Anonymous Monk has asked for the wisdom of the Perl Monks concerning the following question:

Hello Monks, I am new to Perl and have a question regarding the grep function and the if control structure. I have the following if/grep structure.

if (grep {/$backup_job/} <NB_FILE>) { print "backup job found for $backup_job\n"; } else { print "$backup_job does not have a backup job !!\n"; }

The test results are correct:

./test.pl test.txt :1: puccini backup job found for puccini :2: fakeserver fakeserver does not have a backup job !! :3: cgndsdr4 backup job found for cgndsdr4

I am trying to display the actual data instead of the print statements when backup jobs are found and the print statement if a backup job was not found. Like the following:

./test.pl test.txt :1: puccini NB_ISA_SNOH_puccini_DB_diff NB_ISA_SNOH_puccini_DB_full :2: fakeserver fakeserver does not have a backup job !! :3: cgndsdr4 NB_toi_tko_cgndsdr4_fl

Thank you again in advance!

Replies are listed 'Best First'.
Re: IF and GREP Question
by kcott (Archbishop) on Sep 18, 2013 at 02:44 UTC

    I don't know how you're generating some of that output (e.g. :1:, :2:, etc.); however, assuming $backup_job is being set in some sort of loop, something like this will probably do what you want:

    for my $backup_job (@backup_jobs) { ... my @found = grep {/$backup_job/} <NB_FILE>; if (@found) { print "$_\n" for @found; } else { print "$backup_job does not have a backup job !!\n"; } ... }

    -- Ken

      That will not work because the NB_FILE handle will exhaust the records in the first loop.

      Depending on how many records you expect, you may need to save the contents of the file in an array, to avoid the I/O overhead.

      If that is not viable, read the file, record-at-a-time in a loop, then loop through @backup_jobs for each record.

                   My goal ... to kill off the slow brain cells that are holding me back from synergizing my knowledge of vertically integrated mobile platforms in local cloud-based content management system datafication.

        "That will not work because the NB_FILE handle will exhaust the records in the first loop."

        The OP has not provided sufficient information for you to make that statement.

        I stated what I didn't know as well as the assumptions I had made.

        For all you or I know, that first "..." contains an open statement which reuses the NB_FILE filehandle.
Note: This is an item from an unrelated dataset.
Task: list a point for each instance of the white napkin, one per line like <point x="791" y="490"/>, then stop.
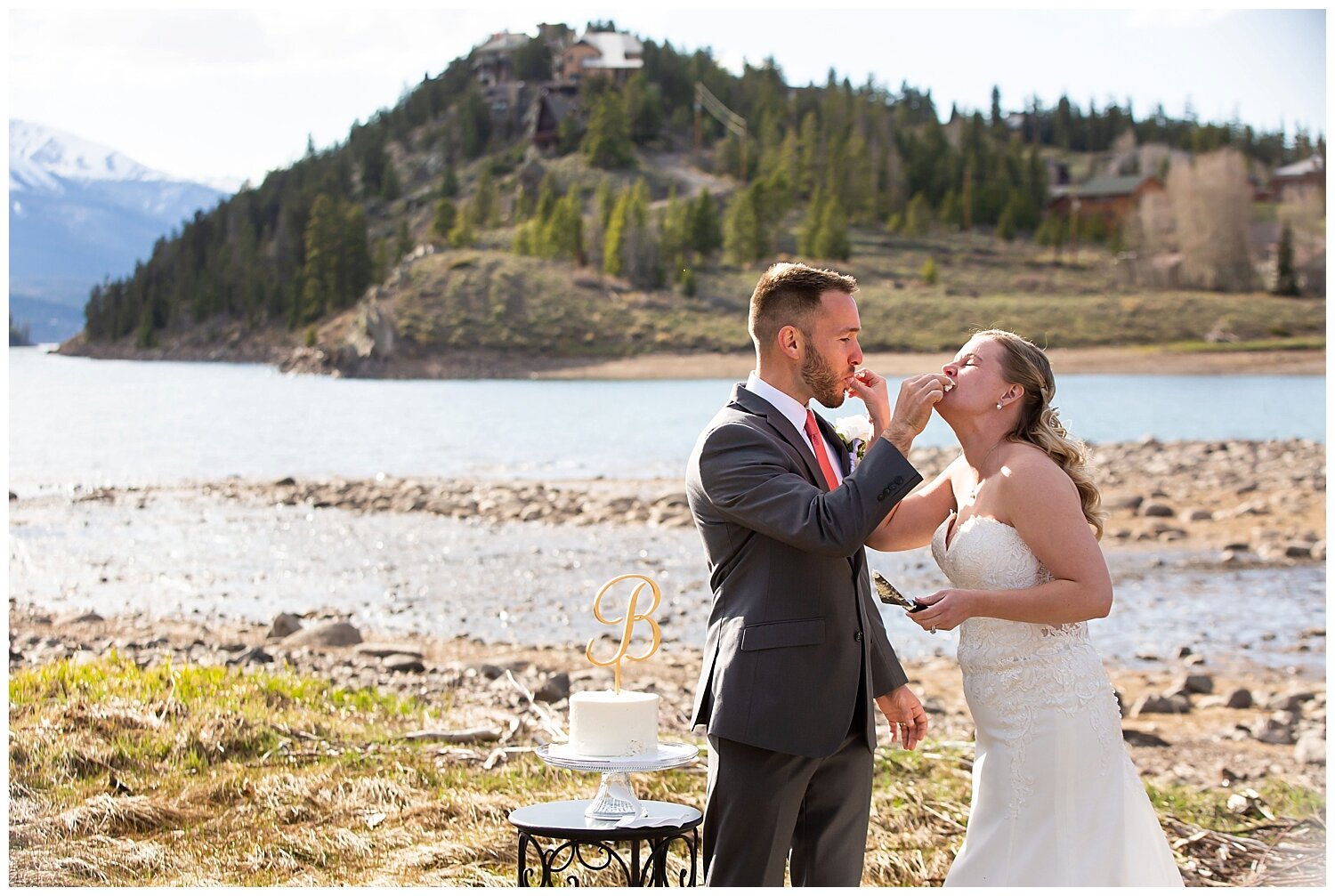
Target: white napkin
<point x="657" y="820"/>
The for loop was a stated assumption; perhaps the code doesn't look like that at all; perhaps it's in a subroutine which opens the NB_FILE filehandle every time it's called.

        Anyway, the point is now moot: the OP's subsequent response ("Thank you sir, the code worked great!") rather suggests you're wrong.

        -- Ken

      Thank you sir, the code worked great! If I could ask, I understand placing the grep results into the array. Could you explain the "if (@found)" and the next line of code ?

        "if ()" imposes a scalar context.

        An array in a scalar context returns the number of elements.

        If the array is empty, "if (@found)" sees undef or zero , which is FALSE in perl.

        If the array has values, "if(@found)" sees a non-zero value, which is TRUE in perl.

                     My goal ... to kill off the slow brain cells that are holding me back from synergizing my knowledge of vertically integrated mobile platforms in local cloud-based content management system datafication.